I have this fragment of code that calculates the force experienced by each unique pair of particles due to a potential form. I am trying to parallelize the nested for loops, however, the output that is expected is different from the correct output. The code is :
for(ic = 0; ic < (N_TOTAL-1); ic++)
{
for (jc = ic+1; jc < N_TOTAL; jc++)
{
rc_x = X[ic]-X[jc];
rc_z = Z[ic]-Z[jc];
/* Minimum image convention */
if (fabs(rc_x) > LxScaled/2.0)
{
rc_x = rc_x - SignR (LxScaled, rc_x);
}
if (fabs(rc_z) > LzScaled/2.0)
{
rc_z = rc_z - SignR (LzScaled, rc_z);
}
rij = sqrt(rc_x * rc_x + rc_z * rc_z);
rr = rr + (rc_x * rc_x + rc_z * rc_z);
/* Compute Force : Yukawa potential*/
second = exp (-rij * Xi ) * ((1.0*(1.0))/rij);
third = (Xi+1.0/rij);
a = second * third;
a_x[ic] = a_x[ic] + (rc_x/rij)*a;
a_x[jc] = a_x[jc] - (rc_x/rij)*a;
a_z[ic] = a_z[ic] + (rc_z/rij)*a;
a_z[jc] = a_z[jc] - (rc_z/rij)*a;
uVal = second;
uSum = uSum + (second);
}
}
}
Here X[i] and Z[i] are the position and the a_x[i] and a_z[i] are the x and z components of the force experienced by the ith particle. I have an OpenMP version 4.0 thus I cannot use reduction clause for the 1D array a_x[] and a_z[]. Thus I intend to use #pragma omp atomic
caluse to avoid any race conditions. Thus i use this to parallelize as :
#pragma omp parallel for schedule(guided, 8) reduction(+:rr, uSum) default(shared) private(ic, jc, rc_x, rc_z, rij, uVal, second, third, a)
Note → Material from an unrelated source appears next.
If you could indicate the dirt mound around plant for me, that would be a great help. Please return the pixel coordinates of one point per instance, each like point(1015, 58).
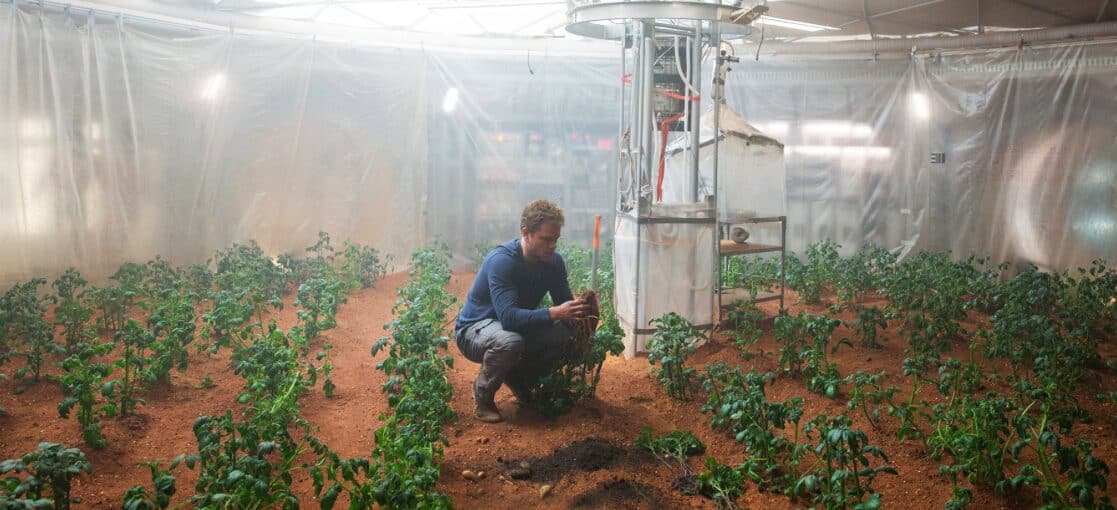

for(ic = 0; ic < (N_TOTAL-1); ic++)
{
for (jc = ic+1; jc < N_TOTAL; jc++)
{
rc_x = X[ic]-X[jc];
rc_z = Z[ic]-Z[jc];
/* Minimum image convention */
if (fabs(rc_x) > LxScaled/2.0)
{
#pragma omp atomic
rc_x = rc_x - SignR (LxScaled, rc_x);
}
if (fabs(rc_z) > LzScaled/2.0)
{
#pragma omp atomic
rc_z = rc_z - SignR (LzScaled, rc_z);
}
rij = sqrt(rc_x * rc_x + rc_z * rc_z);
rr = rr + (rc_x * rc_x + rc_z * rc_z);
/* Compute Force : Yukawa potential*/
second = exp (-rij * Xi ) * ((1.0*(1.0))/rij);
third = (Xi+1.0/rij);
a = second * third;
#pragma omp atomic
a_x[ic] = a_x[ic] + (rc_x/rij)*a;
#pragma omp atomic
a_x[jc] = a_x[jc] - (rc_x/rij)*a;
#pragma omp atomic
a_z[ic] = a_z[ic] + (rc_z/rij)*a;
#pragma omp atomic
a_z[jc] = a_z[jc] - (rc_z/rij)*a;
uVal = second;
uSum = uSum + (second);
}
}
}
However I am not getting the correct output which is to be expected when the fragment of code is run in series. There are some deviation over time when the same force is computed over a longer period of time.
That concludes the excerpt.